Kurkeik

Tegenwoordig is Kurkeik een onderwerp op ieders lippen. Of het nu vanwege zijn historische relevantie, zijn impact op de samenleving of zijn invloed in de wereld van vandaag is, Kurkeik is een aandachtspunt geworden voor onderzoekers, academici en het grote publiek. In dit artikel zullen we dit onderwerp diepgaand onderzoeken vanuit verschillende perspectieven, waarbij we de oorsprong, evolutie en gevolgen ervan op verschillende gebieden analyseren. Verder zullen we proberen een compleet en gedetailleerd overzicht van Kurkeik te geven, waarbij we zowel de positieve als de negatieve aspecten ervan bespreken. Zonder twijfel is Kurkeik een fascinerend onderwerp dat de nieuwsgierigheid van velen wekt, en we zijn er zeker van dat de informatie die we hier zullen presenteren van groot belang zal zijn voor onze lezers.
Kurkeik
Kurkeik in de Algarve (Portugal)
Taxonomische indeling
Rijk:Plantae (Planten)
Stam:Embryophyta (Landplanten)
Klasse:Spermatopsida (Zaadplanten)
Clade:Bedektzadigen
Clade:'nieuwe' Tweezaadlobbigen
Clade:Fabiden
Orde:Fagales
Familie:Fagaceae (Napjesdragersfamilie)
Geslacht:Quercus (Eik)
soort
Quercus suber
L. (1753)
verspreidingsgebied
Afbeeldingen op Wikimedia Commons Wikimedia Commons
Kurkeik op Wikispecies Wikispecies
Portaal  Portaalicoon   Biologie

De kurkeik (Quercus suber) is een boom uit de napjesdragersfamilie (Fagaceae), die van nature voorkomt in Zuid-Europa en Noord-Afrika.
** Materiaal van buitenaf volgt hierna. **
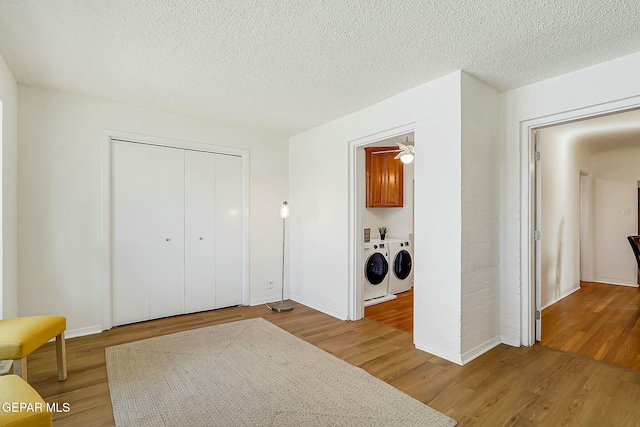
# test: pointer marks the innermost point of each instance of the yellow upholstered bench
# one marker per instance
(21, 405)
(21, 336)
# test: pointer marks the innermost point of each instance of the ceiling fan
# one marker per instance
(406, 154)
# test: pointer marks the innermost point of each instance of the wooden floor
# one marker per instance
(507, 386)
(599, 321)
(397, 313)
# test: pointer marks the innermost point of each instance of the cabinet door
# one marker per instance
(376, 178)
(130, 232)
(166, 219)
(228, 230)
(394, 181)
(200, 231)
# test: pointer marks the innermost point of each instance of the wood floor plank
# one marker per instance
(599, 322)
(526, 386)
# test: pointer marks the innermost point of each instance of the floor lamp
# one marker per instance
(282, 306)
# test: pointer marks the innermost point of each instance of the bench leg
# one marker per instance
(20, 368)
(61, 356)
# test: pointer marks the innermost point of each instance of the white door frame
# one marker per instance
(356, 302)
(107, 136)
(528, 265)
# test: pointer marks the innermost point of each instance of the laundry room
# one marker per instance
(387, 220)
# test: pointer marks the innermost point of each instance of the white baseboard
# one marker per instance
(512, 341)
(266, 300)
(606, 281)
(562, 296)
(81, 332)
(441, 353)
(5, 365)
(326, 310)
(480, 350)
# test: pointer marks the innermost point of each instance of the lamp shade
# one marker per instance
(284, 210)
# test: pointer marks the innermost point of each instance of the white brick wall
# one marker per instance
(480, 281)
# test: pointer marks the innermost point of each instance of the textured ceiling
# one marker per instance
(289, 65)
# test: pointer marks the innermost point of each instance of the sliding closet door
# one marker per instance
(166, 218)
(200, 231)
(148, 232)
(228, 231)
(130, 256)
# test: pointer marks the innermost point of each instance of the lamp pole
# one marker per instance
(282, 306)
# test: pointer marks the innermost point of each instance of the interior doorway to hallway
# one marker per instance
(586, 278)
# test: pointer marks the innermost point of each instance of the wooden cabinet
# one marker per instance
(385, 178)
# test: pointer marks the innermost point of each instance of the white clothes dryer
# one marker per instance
(401, 266)
(376, 269)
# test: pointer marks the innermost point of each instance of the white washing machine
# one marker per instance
(400, 266)
(376, 270)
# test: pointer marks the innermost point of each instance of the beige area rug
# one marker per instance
(250, 373)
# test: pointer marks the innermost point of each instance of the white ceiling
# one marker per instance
(289, 65)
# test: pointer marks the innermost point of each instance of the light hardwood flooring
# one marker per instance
(507, 386)
(397, 313)
(599, 321)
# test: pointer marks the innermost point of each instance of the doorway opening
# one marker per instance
(387, 219)
(388, 291)
(586, 188)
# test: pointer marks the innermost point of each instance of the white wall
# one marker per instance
(399, 221)
(59, 202)
(561, 162)
(480, 219)
(604, 87)
(8, 233)
(617, 174)
(615, 263)
(319, 187)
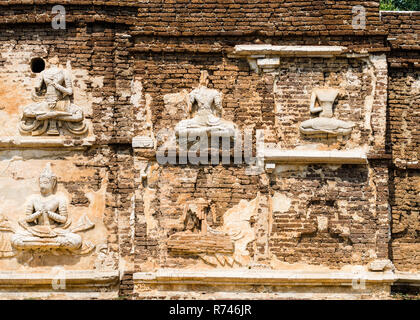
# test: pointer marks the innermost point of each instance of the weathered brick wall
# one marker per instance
(404, 136)
(135, 61)
(404, 117)
(335, 216)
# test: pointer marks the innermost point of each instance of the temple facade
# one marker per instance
(208, 150)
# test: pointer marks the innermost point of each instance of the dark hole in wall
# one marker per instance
(37, 65)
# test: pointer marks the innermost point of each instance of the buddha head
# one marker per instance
(53, 61)
(204, 78)
(47, 181)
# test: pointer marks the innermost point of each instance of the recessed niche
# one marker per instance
(37, 65)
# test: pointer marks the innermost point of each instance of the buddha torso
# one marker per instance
(326, 98)
(53, 75)
(52, 203)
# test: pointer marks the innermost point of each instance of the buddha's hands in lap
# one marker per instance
(52, 115)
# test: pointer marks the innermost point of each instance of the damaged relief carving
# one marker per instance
(325, 123)
(53, 108)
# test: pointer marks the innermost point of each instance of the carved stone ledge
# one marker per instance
(266, 57)
(83, 279)
(245, 283)
(143, 142)
(407, 279)
(45, 143)
(288, 51)
(314, 156)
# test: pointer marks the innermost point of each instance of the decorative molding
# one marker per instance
(74, 279)
(266, 57)
(314, 156)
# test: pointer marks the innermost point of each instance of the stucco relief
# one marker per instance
(53, 107)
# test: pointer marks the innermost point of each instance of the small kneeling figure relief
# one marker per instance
(325, 123)
(52, 107)
(206, 120)
(46, 225)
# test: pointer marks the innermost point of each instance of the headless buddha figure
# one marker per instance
(52, 105)
(206, 120)
(46, 220)
(325, 123)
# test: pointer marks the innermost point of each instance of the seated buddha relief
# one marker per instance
(53, 106)
(322, 101)
(46, 225)
(207, 104)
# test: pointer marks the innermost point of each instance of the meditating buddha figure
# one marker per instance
(46, 220)
(325, 123)
(52, 107)
(207, 119)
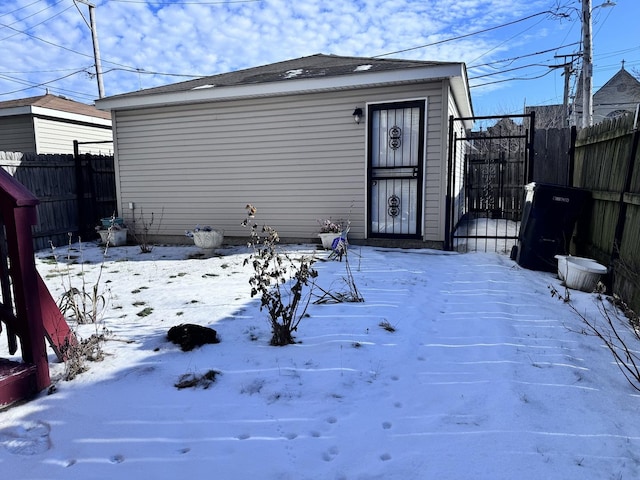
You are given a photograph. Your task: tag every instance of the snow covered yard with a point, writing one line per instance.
(479, 374)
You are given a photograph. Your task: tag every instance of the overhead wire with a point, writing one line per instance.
(465, 35)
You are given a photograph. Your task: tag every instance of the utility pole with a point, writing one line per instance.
(567, 65)
(587, 65)
(96, 47)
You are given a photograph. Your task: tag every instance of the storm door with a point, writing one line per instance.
(396, 153)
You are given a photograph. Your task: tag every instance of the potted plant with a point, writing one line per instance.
(206, 237)
(112, 231)
(329, 231)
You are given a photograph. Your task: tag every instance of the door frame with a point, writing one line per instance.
(420, 103)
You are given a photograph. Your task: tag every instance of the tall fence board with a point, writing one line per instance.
(551, 163)
(607, 163)
(74, 192)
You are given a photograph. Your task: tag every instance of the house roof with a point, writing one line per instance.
(35, 105)
(302, 75)
(624, 83)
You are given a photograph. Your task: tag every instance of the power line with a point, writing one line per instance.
(513, 59)
(465, 35)
(511, 79)
(30, 85)
(152, 2)
(18, 9)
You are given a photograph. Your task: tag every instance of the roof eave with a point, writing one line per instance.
(455, 71)
(57, 114)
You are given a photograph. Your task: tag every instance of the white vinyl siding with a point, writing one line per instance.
(297, 158)
(55, 136)
(16, 134)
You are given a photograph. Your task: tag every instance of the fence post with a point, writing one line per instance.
(80, 200)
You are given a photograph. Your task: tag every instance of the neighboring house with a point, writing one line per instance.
(50, 124)
(284, 138)
(619, 96)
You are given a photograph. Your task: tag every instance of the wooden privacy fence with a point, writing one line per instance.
(607, 163)
(74, 191)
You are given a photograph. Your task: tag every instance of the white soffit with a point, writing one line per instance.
(290, 86)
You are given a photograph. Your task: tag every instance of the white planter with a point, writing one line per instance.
(208, 240)
(115, 237)
(327, 239)
(580, 273)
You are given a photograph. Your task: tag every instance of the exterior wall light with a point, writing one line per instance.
(357, 115)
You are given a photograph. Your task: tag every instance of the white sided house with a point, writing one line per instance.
(363, 140)
(49, 124)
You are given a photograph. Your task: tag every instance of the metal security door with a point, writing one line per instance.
(396, 151)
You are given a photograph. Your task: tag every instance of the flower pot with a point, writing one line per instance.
(580, 273)
(208, 240)
(327, 239)
(115, 237)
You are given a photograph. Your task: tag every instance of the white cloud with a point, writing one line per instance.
(205, 39)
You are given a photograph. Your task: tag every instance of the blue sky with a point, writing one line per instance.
(508, 45)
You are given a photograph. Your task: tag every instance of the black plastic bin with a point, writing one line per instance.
(548, 220)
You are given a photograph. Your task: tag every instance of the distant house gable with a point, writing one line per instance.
(619, 96)
(49, 124)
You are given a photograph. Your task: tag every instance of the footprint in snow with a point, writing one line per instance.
(30, 438)
(330, 454)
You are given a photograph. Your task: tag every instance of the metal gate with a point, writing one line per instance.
(488, 169)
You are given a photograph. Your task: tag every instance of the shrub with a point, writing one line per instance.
(279, 279)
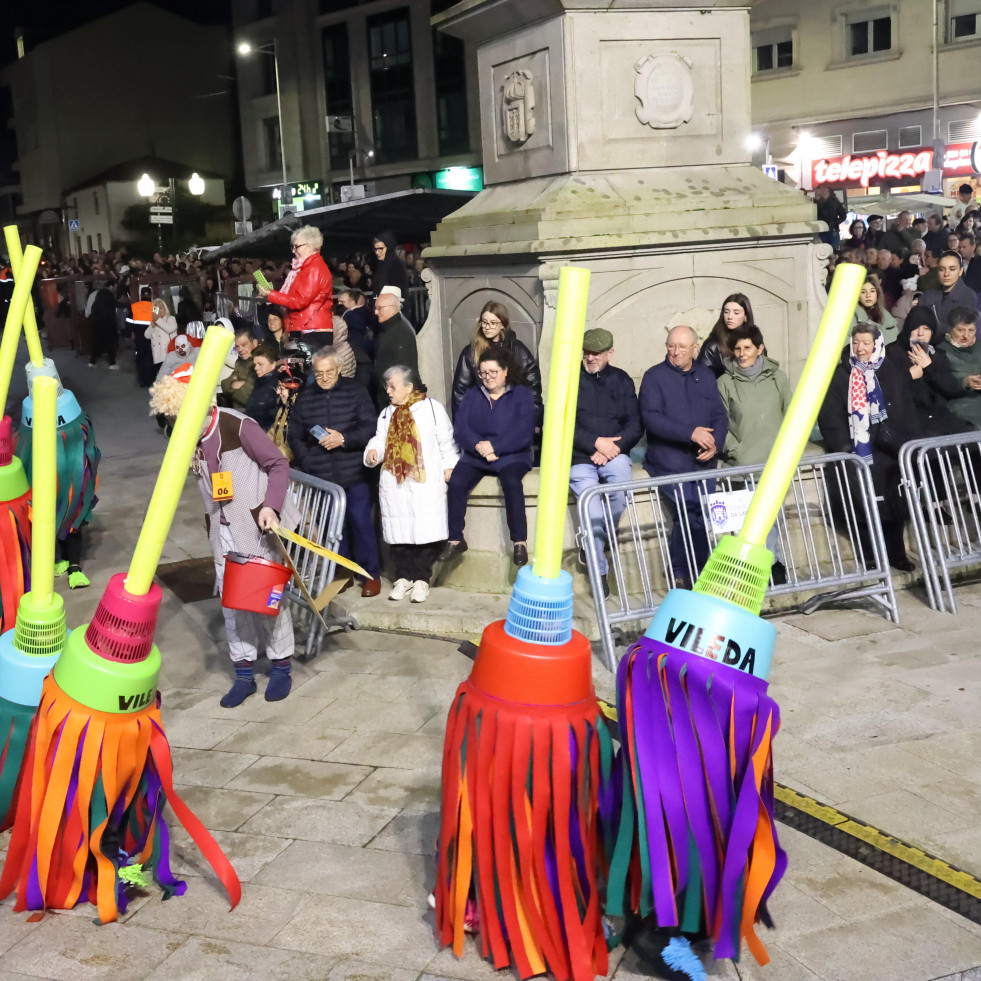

Deze groenblijvende eik wordt aangeplant als sierboom in parken en tuinen. Verder wordt de boom vooral in Spanje en Portugal gekweekt vanwege de kurk. Een normale hoogte voor de boom is 20 m, maar hij kan doorgroeien tot 25 m.

Kenmerken

De kurkeik heeft een koepelvormige, uitgespreide, zware kroon met verdraaide takken. De schors is erg ruw en bevat dikke richels. Het is bleekbruine of bleekgrijze kurk. Zijn de stammen "ontkurkt", dan is de kleur rozerood.

De bladeren zijn eirond en spits. Ze hebben vijf of zes ondiepe stekelpuntige lobben aan weerszijden. De grootte is ongeveer 5 × 3 cm. Het blad is zwartachtig groen aan de bovenzijde. De onderzijde is dicht behaard. De bladeren zitten vast aan een donzig behaarde bladsteel van circa 1 cm lang.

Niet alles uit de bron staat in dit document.